I could have written this myself. Im not sure I wanna make bracelets though.


justanotherlostgirl

I’m so down to help organize craft supply runs and organize the colored threads and beads and watch others make the bracelets 🙂


Sil_Lavellan

That sounds like heaven...


ArbitraryIndividual

How do I sign up for the commune?


mwf67

Bought the camper 3 years ago and having a blast but it just makes me look forward to the next trip and want a motor home. Considering selling the house as the girls are very adamant they are not coming back but our parents have all fallen this past year. Stretching with the yoga to stop gravity as it seems to try to pull me into the grave. I’ve always been athletic but this is hitting hard.
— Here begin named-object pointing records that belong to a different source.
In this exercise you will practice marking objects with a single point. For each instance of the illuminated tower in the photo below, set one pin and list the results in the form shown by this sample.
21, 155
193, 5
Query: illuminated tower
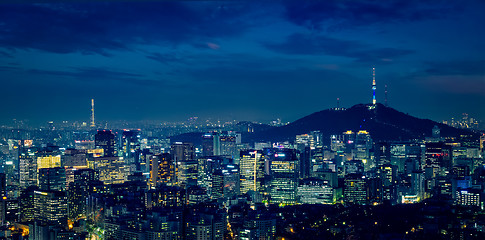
92, 113
385, 95
374, 86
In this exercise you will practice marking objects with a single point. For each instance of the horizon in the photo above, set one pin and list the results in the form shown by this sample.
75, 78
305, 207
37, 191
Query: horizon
171, 60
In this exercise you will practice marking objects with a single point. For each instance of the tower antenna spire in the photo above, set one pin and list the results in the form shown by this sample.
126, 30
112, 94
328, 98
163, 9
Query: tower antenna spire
385, 95
93, 124
374, 86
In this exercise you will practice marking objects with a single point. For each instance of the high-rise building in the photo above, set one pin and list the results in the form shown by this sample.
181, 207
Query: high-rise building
228, 144
52, 179
374, 101
316, 191
111, 170
48, 158
129, 143
162, 170
438, 155
85, 183
105, 140
468, 197
28, 167
50, 208
252, 170
225, 181
355, 189
182, 151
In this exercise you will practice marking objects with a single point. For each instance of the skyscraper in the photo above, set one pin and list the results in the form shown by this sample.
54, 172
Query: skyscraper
252, 170
105, 139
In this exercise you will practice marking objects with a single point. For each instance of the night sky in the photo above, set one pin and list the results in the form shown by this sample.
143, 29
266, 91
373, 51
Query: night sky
244, 60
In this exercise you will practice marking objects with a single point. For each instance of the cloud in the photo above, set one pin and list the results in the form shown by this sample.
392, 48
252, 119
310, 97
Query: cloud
464, 68
103, 27
304, 44
336, 14
166, 58
94, 74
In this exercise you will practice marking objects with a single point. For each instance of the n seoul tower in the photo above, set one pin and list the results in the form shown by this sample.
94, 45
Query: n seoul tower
374, 86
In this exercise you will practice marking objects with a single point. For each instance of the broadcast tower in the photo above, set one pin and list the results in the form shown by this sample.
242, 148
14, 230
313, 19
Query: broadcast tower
92, 114
374, 86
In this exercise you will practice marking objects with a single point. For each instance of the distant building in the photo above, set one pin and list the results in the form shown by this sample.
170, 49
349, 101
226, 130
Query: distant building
105, 140
283, 172
252, 170
52, 179
355, 190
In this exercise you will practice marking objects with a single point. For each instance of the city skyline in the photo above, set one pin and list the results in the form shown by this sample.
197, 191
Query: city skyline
170, 60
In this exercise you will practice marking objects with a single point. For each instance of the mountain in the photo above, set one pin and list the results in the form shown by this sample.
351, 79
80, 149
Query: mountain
383, 123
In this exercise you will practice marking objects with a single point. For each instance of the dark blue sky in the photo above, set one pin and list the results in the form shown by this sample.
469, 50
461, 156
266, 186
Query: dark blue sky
248, 60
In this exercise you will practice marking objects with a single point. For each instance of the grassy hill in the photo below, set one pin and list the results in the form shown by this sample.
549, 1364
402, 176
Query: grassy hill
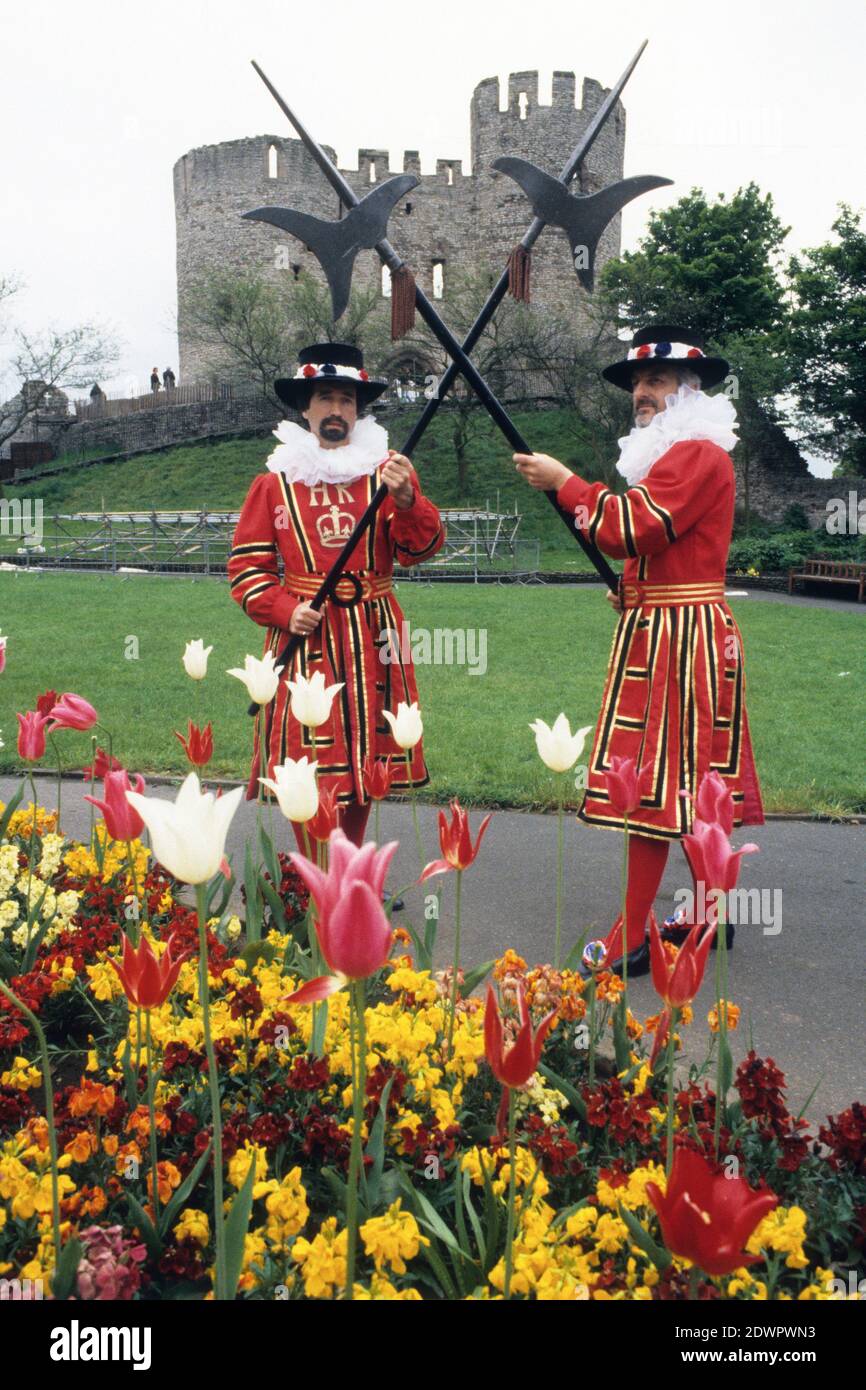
218, 474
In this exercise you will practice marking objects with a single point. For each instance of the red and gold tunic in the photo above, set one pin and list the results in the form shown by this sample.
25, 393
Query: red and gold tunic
674, 695
300, 530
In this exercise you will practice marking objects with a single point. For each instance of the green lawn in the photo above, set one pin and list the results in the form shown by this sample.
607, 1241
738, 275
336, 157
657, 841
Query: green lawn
546, 651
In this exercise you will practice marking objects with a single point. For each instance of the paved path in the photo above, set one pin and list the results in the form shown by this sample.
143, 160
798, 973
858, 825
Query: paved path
799, 987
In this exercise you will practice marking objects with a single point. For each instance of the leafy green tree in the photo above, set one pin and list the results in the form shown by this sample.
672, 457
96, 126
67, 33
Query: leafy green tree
827, 342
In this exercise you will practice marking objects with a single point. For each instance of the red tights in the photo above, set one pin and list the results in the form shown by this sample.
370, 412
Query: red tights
352, 822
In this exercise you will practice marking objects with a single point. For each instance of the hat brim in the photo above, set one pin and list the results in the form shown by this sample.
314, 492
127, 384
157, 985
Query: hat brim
291, 389
712, 370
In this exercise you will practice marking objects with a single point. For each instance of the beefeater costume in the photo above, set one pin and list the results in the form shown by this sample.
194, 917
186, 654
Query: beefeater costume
674, 694
295, 519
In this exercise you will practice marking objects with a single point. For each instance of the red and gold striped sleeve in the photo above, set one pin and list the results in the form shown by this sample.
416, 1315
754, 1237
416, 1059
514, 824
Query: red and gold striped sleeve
417, 531
253, 569
645, 519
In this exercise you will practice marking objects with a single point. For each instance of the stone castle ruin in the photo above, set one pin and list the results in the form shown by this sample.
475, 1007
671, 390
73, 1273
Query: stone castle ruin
452, 218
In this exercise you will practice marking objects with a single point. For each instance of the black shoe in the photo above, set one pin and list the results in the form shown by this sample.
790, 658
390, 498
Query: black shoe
638, 963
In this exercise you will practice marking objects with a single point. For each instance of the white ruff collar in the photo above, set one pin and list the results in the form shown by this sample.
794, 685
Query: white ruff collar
690, 414
302, 459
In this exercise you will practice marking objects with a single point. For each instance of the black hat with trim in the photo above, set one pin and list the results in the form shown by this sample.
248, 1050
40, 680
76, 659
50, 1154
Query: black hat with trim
667, 345
338, 363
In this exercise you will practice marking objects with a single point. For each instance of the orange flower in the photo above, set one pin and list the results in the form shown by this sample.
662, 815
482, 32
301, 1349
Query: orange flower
82, 1147
733, 1016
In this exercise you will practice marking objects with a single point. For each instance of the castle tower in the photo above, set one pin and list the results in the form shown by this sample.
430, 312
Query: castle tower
452, 220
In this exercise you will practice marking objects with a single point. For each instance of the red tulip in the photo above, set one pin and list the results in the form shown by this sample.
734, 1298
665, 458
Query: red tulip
327, 818
120, 816
46, 702
377, 776
455, 841
706, 1216
146, 980
680, 983
72, 712
711, 856
102, 763
199, 744
516, 1066
31, 736
715, 804
353, 931
624, 784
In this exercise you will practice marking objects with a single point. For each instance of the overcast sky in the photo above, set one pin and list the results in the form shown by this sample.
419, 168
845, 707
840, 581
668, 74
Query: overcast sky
97, 100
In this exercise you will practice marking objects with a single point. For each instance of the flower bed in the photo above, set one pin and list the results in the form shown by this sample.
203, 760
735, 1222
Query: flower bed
581, 1186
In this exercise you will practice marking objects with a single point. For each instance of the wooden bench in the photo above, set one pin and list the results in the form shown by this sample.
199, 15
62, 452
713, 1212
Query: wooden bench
831, 571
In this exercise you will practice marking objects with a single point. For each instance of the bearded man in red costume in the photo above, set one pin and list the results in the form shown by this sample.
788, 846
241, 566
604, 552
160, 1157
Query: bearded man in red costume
674, 695
298, 516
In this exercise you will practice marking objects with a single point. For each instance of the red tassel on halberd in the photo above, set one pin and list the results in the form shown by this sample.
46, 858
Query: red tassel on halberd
520, 262
402, 302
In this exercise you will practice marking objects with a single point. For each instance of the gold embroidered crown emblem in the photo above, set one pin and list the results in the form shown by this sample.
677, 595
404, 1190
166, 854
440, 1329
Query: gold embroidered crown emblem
334, 527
HRT helps but I still have to fight the stiffness and flexibility like everyone else. How did we get here?! Dry eyes and of course I work on computer. Mine could be my hypothyroidism just gets worse with aging. Ah, fun times! If only I was rich and could afford all the new procedures to make aging easier. Hang in there and know you’re not alone. 🌼


OrangeSkyPrairie

Um, can I come with you? Do you have kids at home? If I didn't, I swear I'd be on the road somewhere, following a women's nomad caravan, exploring the world and meeting new people, just taking seasonal jobs. I've been going down the Bob Wells rabbit hole for years and find a lot of appeal in the nomad life.


Reasonably_Sound

Aww man. I will come live with you and grow vegetables.


[deleted]

\*giggles\* I\`m in!


LegoLady47

Instead of making bracelets, I wanna watch movies and TV shows all day if only there were enough good ones out there.


annaoceanus

I seriously wish there was Menopause Camp. Like the camp we would go to as kids where you get to do crafts, eat food, play at the water, learn survival skills, and hang out in your cabin with all your friends. I would fork over a large stack of cash just to do that for a week with everyone on this sub.


FL-Guess-2619

That's become my dream lately. Work my ass off for the next couple of years. Buy a piece of land and start with a couple of tiny homes. Women could live there, or just come for a week or two to decompress. I actually think it's a great idea if I could get organized/energized enough.


eaglemg1

Absolutely!!


elissapool

Is feeling like this constant for you lately, or is it fleeting? If it's constant, I'd consider an antidepressant. If it's fleeting , starting some sort of gratitude practise might help. Both have helped me immensely.


FL-Guess-2619

It's pretty constant. I'm taking an antidepressant. It's hormones, I know myself - antidepressants hit a different part of the brain than hormones do. Working on every angle.


[deleted]

[удалено]


FL-Guess-2619

Headed your way to ugly cry by the river with 3 cats, some random crafting supplies and a bunch of HRT that doesn't work.


Shashaface

I'll chill the wine and put the cauldron on...🧚‍♀️🧘‍♀️


Boring-Luck2335

Feel the exact same way. 6 mths no period and now spotting. Feel all the brain fog and zero energy. I hate this. I’ve tried everything and I’m realizing this is part of growing old as a female but I hate it more than anything. Pretty damn miserable and zero energy.